Josie stowed the key and the note carefully away in her shoulder bag as she walked to the door.

They stood together at the top of the stairs.

Josie said, ‘I’m so thrilled about this, Uncle Seb. It’s the nicest thing that has happened to me in years, perhaps the nicest thing ever. Thank you for everything.’ She reached up and kissed his cheek. ‘I promise to let you know what happens.’

‘Yes, do that, Josie. And if you want any help you know where to find me.’

‘I’ll remember that,’ Josie told him, and with a little wave she ran down the stairs.

She didn’t know, of course, how Sebastian lingered on the landing, looking down at her, or how his clever eyes softened as he thought that every time he saw Josie she grew more lovely, more like her mother at that age. But Marion had been soft and clinging. Josie had a kind of gallant independence, with her frank look and her laughing eyes and the tilt of her head. She’d had a bad time, caring for her mother and trying to keep up her design work all these years, and she’d never had time for the fun that all girls expected. She deserved a break, and he hoped this new interest would give her one. She was very young, though, at twenty-three, to be taking charge of an unknown house in a foreign country. He hoped that all would go well with her.

Josie felt as if she was walking on air as she left Uncle Seb’s office. It was very hot and the rush-hour crowd, fighting its way irritably to bus or tube, seemed denser than usual, but she hardly noticed when a large, angular woman jostled her or when a fat, red-faced man stepped on her foot without apology.

Soon she would be away from all this, away from the poky two-room flat she was renting in a shabby old house in Bloomsbury. She would be in her own home—already she thought of it as home—on the Côte d’Azur, with the blue Mediterranean below.

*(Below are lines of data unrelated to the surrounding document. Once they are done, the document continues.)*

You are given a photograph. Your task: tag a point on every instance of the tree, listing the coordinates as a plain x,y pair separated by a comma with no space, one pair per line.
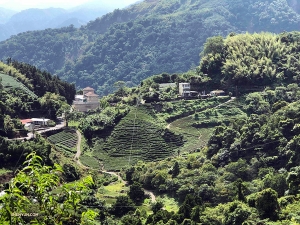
32,188
122,206
70,172
293,180
175,170
131,220
136,193
267,204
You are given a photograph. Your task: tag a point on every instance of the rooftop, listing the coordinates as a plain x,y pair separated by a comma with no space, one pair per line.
88,89
91,94
40,119
24,121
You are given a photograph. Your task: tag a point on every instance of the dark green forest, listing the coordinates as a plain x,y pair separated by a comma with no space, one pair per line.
145,39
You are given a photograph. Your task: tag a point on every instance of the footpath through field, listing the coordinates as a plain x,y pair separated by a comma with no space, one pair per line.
77,156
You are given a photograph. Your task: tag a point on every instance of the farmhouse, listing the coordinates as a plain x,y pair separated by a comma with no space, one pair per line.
164,86
184,89
29,124
88,101
217,93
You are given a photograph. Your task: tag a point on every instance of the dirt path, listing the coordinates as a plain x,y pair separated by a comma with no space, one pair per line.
230,100
78,153
147,192
77,156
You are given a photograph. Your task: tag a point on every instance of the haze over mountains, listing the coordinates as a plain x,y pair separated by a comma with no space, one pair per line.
13,22
148,38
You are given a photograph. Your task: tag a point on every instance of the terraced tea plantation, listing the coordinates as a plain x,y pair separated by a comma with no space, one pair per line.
10,82
65,140
137,137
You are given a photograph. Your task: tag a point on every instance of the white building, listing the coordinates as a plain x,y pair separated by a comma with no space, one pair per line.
184,89
87,101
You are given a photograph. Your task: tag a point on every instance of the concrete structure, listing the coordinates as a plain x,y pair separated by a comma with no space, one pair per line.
184,89
30,124
40,121
88,101
164,86
217,93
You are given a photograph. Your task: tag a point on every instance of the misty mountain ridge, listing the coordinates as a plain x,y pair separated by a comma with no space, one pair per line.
151,37
12,22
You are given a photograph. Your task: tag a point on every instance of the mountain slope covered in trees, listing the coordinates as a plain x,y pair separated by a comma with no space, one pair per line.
147,38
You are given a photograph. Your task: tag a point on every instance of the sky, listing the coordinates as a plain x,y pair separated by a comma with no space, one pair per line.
19,5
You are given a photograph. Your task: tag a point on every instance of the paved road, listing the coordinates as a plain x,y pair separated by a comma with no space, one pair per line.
30,135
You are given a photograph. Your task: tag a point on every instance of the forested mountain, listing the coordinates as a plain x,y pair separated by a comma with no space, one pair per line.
28,92
147,38
226,160
5,14
31,19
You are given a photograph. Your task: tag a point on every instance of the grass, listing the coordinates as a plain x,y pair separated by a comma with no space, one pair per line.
170,204
65,140
89,161
111,192
5,171
9,82
73,123
196,138
172,111
137,136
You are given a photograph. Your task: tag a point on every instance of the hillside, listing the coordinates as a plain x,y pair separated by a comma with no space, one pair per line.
13,23
144,39
27,92
216,160
138,136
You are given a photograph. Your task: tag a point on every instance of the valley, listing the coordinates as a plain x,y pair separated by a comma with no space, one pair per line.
180,112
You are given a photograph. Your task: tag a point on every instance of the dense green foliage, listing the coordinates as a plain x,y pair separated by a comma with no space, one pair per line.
251,61
30,193
145,39
26,92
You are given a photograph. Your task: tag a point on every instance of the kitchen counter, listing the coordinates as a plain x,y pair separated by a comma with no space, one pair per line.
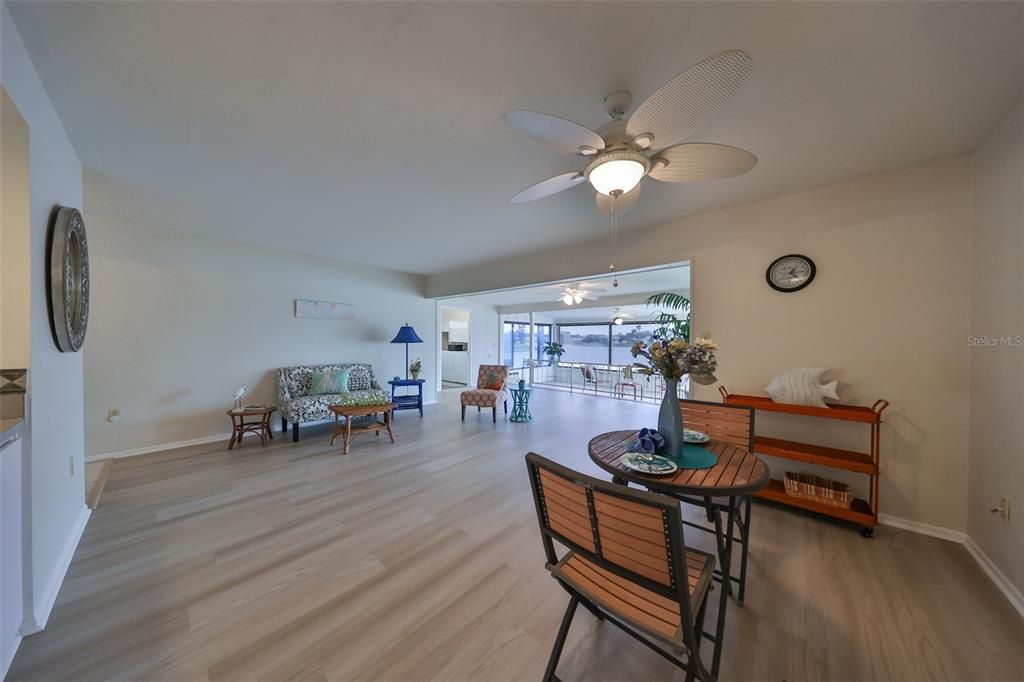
9,428
12,392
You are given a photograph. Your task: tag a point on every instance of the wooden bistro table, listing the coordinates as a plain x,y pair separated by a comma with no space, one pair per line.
738,474
347,430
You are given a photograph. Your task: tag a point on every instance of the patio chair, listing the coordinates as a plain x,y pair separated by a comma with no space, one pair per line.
589,376
732,424
626,562
628,381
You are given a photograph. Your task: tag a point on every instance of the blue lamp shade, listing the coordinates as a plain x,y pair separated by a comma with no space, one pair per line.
407,335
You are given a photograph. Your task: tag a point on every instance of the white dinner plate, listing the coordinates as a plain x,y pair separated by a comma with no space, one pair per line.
649,464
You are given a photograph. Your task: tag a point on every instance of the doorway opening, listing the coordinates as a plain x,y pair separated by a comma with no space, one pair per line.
455,345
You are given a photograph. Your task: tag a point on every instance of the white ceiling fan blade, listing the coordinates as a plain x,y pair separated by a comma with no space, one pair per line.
685,102
626,202
559,133
550,186
700,161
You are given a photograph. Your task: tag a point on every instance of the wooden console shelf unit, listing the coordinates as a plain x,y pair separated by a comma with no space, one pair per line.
863,512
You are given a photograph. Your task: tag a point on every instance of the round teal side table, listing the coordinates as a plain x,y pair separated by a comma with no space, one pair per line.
520,406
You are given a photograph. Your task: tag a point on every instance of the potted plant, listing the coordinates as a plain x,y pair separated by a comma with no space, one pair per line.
673,358
672,326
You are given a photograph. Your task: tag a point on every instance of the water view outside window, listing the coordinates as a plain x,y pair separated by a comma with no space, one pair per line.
515,343
585,343
542,335
602,344
623,337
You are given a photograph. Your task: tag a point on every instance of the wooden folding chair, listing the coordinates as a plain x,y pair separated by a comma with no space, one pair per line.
732,424
626,562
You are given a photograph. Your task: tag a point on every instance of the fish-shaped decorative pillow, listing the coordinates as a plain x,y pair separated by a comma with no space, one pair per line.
802,386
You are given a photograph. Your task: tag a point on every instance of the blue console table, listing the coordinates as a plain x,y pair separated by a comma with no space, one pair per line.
408,400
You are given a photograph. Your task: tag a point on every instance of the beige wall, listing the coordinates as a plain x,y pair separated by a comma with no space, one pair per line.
997,371
888,311
179,322
15,265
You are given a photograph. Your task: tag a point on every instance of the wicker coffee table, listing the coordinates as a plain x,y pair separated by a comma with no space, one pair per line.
352,413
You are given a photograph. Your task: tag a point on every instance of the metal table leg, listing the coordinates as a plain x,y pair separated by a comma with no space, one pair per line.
723,600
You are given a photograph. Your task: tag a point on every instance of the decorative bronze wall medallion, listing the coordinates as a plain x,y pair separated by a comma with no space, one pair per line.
68,280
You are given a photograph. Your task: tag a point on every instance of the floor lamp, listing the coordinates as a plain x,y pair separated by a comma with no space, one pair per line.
407,335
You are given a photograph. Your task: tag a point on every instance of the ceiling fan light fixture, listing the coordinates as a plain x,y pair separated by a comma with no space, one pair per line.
643,140
617,171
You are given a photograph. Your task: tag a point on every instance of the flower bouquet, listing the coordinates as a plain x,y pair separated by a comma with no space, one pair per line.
674,358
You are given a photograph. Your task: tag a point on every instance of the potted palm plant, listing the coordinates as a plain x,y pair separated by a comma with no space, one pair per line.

When she reached her flat it felt hot and stuffy, and she opened the window, drew the curtains and made a pot of tea in the minuscule kitchen. She removed from the table in the sitting-room the design she’d been working on when Charles had phoned, put the tray down and got out a notebook and pencil. Then, with the excitement of a child planning for a holiday, she began to make a list, starting: 1. Give month’s notice and pay rent in lieu. 2. Visit bank and find out about travellers’ cheques. 3. Pack up everything and decide where I can leave it until I send for it. 4. Choose clothes to take—not more than will go into hand luggage. And so on until she reached the bottom of the pad.

Josie sat back to drink her tea. Yes, there was going to be quite a lot to do, but if she worked hard she would get through it in a few days. Then—off to Menton. She hugged herself. A week today she would be in Menton, breathing the tang of fresh sea air, starting out on a new life. She couldn’t wait to begin.